Nvidia Wins $20M In DARPA Money To Work On Hyper-Efficient Chips
coondoggie writes "Nvidia said this week it got a contract worth up to $20 million from the Defense Advanced Research Projects Agency to develop chips for sensor systems that could boost power output from today's 1 GFLOPS/watt to 75 GFLOPS/watt."
But you will need their proprietary driver.
It seems to me a x75 increase in power efficiency should be worth to nVidia (or any competitor) much more than $20M, why does DARPA need to fund this, this seems exactly like the kind of work which doesn't need DARPA money. DARAPA should spend money where it is not clearly economic for others to do so.
Why GFLOPS/watt? that is (operations/second)/(Joules/second). why not just operations/joule?
As things usually do, the results of this research will eventually trickle down to desktops, laptops and mobile devices, and will result in either lesser power consumption or the same power consumption but in higher performance -- either way it's a plus. I just wish the contract could've been given to someone other than NVIDIA as it would be nice if the results of the research were released completely for free to the public instead of being patented up the wazoo, but alas, NVIDIA has so much experience in these things that it just makes sense to slap them with it if you expect results.
So of course the Federal government needs to blow $20 million of taxpayer money, irregardless of its fiscal condition.
Slashdot: Playing Favorites Since 1997
We passed 1e+07 operations per kWh in 1965.
We passed 1e+08 operations per kWh in 1971.
We passed 1e+09 operations per kWh in 1976.
We passed 1e+10 operations per kWh in 1981.
We passed 1e+11 operations per kWh in 1987.
We passed 1e+12 operations per kWh in 1992.
We passed 1e+13 operations per kWh in 1997.
We passed 1e+14 operations per kWh in 2001.

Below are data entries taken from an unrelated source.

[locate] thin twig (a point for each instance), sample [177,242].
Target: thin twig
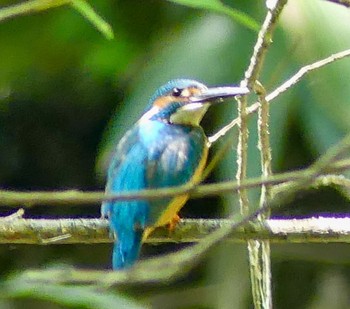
[94,231]
[282,88]
[259,253]
[261,249]
[74,197]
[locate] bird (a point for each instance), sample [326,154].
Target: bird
[166,147]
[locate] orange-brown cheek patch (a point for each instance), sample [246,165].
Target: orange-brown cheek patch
[166,100]
[188,92]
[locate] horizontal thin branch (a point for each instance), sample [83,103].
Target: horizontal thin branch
[90,231]
[75,197]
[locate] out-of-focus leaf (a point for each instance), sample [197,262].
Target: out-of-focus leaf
[29,7]
[88,12]
[218,7]
[72,296]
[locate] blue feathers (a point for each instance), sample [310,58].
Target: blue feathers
[165,148]
[152,154]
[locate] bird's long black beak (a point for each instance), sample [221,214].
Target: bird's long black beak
[213,94]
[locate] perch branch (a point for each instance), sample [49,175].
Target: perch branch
[92,231]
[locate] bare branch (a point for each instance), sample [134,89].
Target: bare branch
[282,88]
[92,231]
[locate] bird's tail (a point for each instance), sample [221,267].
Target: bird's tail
[126,249]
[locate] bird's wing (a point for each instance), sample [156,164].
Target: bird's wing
[181,160]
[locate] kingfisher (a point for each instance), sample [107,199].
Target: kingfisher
[166,147]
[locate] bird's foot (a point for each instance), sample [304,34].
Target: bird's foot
[174,221]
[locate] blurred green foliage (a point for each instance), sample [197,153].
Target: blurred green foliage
[67,94]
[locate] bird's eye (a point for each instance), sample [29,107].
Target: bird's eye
[177,92]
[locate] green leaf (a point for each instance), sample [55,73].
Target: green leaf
[88,12]
[217,6]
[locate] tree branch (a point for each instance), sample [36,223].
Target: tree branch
[92,231]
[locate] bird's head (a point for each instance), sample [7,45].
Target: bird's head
[185,101]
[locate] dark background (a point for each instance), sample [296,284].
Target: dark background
[67,95]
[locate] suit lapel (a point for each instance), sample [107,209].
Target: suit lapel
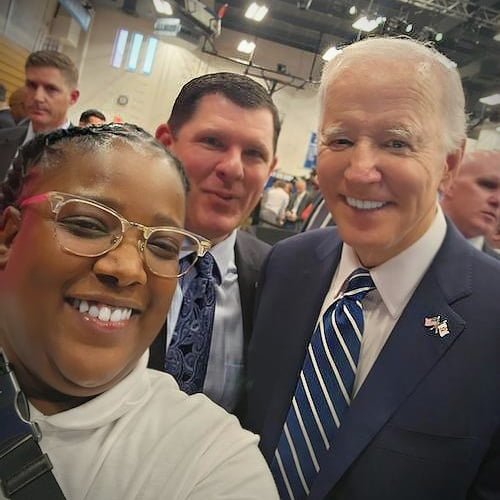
[311,282]
[408,355]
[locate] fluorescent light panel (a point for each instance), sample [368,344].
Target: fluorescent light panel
[150,56]
[491,100]
[246,47]
[119,48]
[163,7]
[135,50]
[256,12]
[330,53]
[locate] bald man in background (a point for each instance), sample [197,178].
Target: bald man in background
[472,201]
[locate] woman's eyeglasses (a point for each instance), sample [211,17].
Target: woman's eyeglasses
[89,229]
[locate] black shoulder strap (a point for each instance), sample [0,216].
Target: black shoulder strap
[25,471]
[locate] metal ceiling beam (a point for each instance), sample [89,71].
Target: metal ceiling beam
[461,9]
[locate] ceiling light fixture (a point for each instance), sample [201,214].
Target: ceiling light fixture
[491,100]
[365,24]
[256,12]
[330,53]
[163,7]
[246,47]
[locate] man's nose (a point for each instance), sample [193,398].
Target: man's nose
[39,93]
[124,264]
[230,167]
[363,164]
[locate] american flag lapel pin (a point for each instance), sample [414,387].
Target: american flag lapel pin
[437,325]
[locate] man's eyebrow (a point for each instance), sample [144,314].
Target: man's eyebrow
[402,131]
[333,130]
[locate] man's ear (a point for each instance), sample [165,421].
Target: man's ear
[9,227]
[73,96]
[164,134]
[452,165]
[273,165]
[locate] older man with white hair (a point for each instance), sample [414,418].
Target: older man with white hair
[373,367]
[472,201]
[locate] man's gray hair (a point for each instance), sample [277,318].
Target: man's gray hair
[430,65]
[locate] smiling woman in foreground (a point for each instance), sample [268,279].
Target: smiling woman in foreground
[90,237]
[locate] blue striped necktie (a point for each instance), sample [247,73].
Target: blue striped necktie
[323,392]
[187,355]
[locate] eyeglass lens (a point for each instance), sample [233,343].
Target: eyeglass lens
[87,230]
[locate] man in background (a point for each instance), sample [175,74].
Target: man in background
[17,107]
[51,88]
[472,201]
[298,202]
[91,117]
[6,119]
[274,203]
[224,128]
[373,367]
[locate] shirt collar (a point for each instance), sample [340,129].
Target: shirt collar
[477,242]
[223,253]
[106,407]
[397,279]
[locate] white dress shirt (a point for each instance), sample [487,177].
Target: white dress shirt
[225,363]
[395,281]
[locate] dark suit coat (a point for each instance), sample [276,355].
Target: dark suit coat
[6,120]
[489,251]
[250,253]
[425,424]
[10,140]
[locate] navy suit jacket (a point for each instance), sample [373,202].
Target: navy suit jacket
[425,424]
[250,253]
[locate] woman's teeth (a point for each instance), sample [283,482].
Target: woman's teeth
[102,311]
[364,204]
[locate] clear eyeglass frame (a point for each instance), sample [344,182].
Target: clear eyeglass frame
[194,245]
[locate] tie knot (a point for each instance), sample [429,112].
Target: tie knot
[205,266]
[359,284]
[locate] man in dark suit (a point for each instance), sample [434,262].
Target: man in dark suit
[373,368]
[224,128]
[51,88]
[6,119]
[472,201]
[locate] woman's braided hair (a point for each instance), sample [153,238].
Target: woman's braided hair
[45,150]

We passed 1e+15 operations per kWh in 2008.
citation and graph
Energy efficiency consistently doubles approximately every 1.6 years, so if we are at ~16 glops/watt right now, then we will blow past DARPA's target early in 2016... just a little over 3 years from now.
"His name was James Damore."
So of course the Federal government needs to blow $20 million of taxpayer money, irregardless of its fiscal condition.
I prefer it was spent on computing, rather than explosions.
- Nec Impar Pluribus, or so I'm told.
Out of curiosity (and I ask because I genuinely don't know), how many flops/watt do modern smartphones do? What about the GPU coprocessors in them?
Modern GPU's are great, but they're not even optimized that strongly for power consumption.
Current NVIDIA K20X compute card produces 5.575 Gflops double precision/Watt:
http://www.anandtech.com/show/6446/nvidia-launches-tesla-k20-k20x-gk110-arrives-at-last
Note that these cards are slightly different than consumer graphics cards. They have more double-precision pipelines because scientific computing cares more about that kind of math. They are also much more expensive than consumer cards. The underlying chip design is similar to the 600-series graphics cards. You can think of it as a modified version optimized for math, since the 600 series came out first, and is being produced in higher volume.